I would look at my money, most of it lifted from the purses of social workers at the group home. I would count it, then stuff it in my pocket. Each time I examined the broken gold watch that I'd filched off some guy's towel at the beach I'd wonder if I got it fixed what it might be worth. A few rings and trinkets completed the stash. It was a collection of questionable worth, because I had paid for most of it with my own loss of self-esteem.

Lately these bedtime inventories tended to be more psychological than material, but now, all these years later, I again found myself fantasizing about wealth. It felt like lost ground. Was I still building my castles too close to the water?

As I lay in my bed listening to Alexa's rhythmic breathing I suddenly realized that I was having a midlife crisis. I was nearing the end of my police career and had very little set aside. As a child, my life had only been about me. I was the most important part of every equation. As I got older, I felt smaller and smaller inside my surroundings. This whole movie deal seemed to have kicked these hidden insecurities into overdrive. Now I tried to put things into a better perspective.

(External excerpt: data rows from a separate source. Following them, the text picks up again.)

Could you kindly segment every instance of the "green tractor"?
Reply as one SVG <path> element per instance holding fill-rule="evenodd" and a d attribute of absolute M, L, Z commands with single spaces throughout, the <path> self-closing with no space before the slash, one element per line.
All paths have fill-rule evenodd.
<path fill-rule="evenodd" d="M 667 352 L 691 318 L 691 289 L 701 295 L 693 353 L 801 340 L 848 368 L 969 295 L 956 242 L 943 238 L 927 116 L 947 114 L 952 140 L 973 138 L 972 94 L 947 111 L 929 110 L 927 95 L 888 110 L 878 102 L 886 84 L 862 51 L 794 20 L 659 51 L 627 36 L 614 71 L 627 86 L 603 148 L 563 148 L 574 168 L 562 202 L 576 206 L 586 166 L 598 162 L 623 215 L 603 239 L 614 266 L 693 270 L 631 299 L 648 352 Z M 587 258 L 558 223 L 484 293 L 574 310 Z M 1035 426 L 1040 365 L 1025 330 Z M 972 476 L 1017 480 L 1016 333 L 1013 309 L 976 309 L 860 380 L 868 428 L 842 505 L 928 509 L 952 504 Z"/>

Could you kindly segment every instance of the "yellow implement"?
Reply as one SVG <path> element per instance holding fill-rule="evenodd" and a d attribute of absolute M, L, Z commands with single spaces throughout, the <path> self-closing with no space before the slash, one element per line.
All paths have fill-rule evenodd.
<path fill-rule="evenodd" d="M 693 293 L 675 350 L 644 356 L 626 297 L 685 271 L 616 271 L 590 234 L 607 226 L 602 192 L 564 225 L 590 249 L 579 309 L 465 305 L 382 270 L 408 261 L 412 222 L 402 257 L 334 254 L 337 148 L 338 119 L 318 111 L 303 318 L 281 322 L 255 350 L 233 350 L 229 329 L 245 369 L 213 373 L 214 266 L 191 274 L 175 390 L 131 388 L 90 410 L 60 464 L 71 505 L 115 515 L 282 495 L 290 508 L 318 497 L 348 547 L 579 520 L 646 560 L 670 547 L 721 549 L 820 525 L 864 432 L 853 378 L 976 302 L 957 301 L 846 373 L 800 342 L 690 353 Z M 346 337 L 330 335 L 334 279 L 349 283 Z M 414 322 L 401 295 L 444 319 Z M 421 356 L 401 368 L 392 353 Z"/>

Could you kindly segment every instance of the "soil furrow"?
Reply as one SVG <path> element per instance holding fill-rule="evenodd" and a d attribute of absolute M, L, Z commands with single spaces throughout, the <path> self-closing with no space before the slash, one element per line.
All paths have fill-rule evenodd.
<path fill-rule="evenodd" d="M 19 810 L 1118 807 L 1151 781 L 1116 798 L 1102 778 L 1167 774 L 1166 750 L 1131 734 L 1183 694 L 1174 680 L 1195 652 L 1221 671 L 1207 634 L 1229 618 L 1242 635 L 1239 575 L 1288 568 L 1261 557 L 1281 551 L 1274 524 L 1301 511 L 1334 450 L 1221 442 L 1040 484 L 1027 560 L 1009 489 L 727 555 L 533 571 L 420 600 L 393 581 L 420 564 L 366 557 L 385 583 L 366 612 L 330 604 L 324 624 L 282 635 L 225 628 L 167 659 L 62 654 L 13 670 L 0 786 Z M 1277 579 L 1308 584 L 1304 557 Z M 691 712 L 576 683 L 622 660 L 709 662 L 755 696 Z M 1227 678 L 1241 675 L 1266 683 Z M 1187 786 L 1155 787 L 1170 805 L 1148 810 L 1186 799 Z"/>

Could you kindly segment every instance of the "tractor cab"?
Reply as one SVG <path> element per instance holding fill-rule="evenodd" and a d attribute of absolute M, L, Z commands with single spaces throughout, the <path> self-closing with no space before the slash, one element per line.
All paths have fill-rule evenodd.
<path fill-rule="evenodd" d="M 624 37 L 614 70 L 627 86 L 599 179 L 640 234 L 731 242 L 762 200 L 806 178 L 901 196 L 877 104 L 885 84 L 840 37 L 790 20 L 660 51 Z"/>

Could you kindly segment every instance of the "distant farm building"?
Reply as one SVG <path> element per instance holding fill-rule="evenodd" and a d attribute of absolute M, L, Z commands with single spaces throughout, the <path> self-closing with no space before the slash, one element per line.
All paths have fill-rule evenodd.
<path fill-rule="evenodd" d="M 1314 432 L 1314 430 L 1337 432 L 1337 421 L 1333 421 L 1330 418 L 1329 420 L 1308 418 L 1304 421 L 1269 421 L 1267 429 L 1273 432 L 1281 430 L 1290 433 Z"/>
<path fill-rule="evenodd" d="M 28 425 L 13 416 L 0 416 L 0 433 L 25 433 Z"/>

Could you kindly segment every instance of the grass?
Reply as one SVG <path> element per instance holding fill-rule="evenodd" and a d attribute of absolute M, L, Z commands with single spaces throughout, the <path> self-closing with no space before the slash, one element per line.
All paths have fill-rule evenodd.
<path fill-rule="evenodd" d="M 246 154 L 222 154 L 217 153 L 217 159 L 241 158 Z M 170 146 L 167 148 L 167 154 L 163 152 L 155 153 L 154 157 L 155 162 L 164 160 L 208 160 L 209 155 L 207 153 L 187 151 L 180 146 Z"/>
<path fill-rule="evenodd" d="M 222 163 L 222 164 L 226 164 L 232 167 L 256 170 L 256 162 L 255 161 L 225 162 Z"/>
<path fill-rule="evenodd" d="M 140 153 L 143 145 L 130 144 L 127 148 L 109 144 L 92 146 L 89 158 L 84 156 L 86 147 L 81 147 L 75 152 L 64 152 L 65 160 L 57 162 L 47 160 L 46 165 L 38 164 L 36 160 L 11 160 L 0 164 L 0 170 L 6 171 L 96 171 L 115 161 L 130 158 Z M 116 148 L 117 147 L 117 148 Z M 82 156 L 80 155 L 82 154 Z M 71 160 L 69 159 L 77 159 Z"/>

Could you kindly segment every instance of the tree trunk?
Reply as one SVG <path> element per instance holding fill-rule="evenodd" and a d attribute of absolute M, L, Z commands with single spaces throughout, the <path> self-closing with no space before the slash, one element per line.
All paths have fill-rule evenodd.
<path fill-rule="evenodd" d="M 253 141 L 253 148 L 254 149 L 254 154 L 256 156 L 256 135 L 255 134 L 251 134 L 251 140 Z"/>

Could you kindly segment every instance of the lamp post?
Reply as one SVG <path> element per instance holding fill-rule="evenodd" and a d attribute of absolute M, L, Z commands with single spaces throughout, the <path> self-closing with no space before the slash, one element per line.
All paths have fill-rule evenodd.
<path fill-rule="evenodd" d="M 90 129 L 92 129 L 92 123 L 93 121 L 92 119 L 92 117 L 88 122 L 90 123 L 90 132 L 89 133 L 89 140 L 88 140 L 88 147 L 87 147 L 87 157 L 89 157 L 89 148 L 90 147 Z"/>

Sure, it would be nice to be wealthy, to drive a Carrera and have a huge house with a city view. But I knew if I wanted to have true happiness, I needed to rein all that bullshit in. It just wasn't me. At least not anymore. I had built this castle in exactly the right place.

It wasn't on Mount Olympus. It was in Venice Beach, California. That was my reality. And you know what? That reality was pretty damn good.

There were no angels singing, but I got to hold one in my arms.

As I fell asleep I was thinking not many guys got to do that.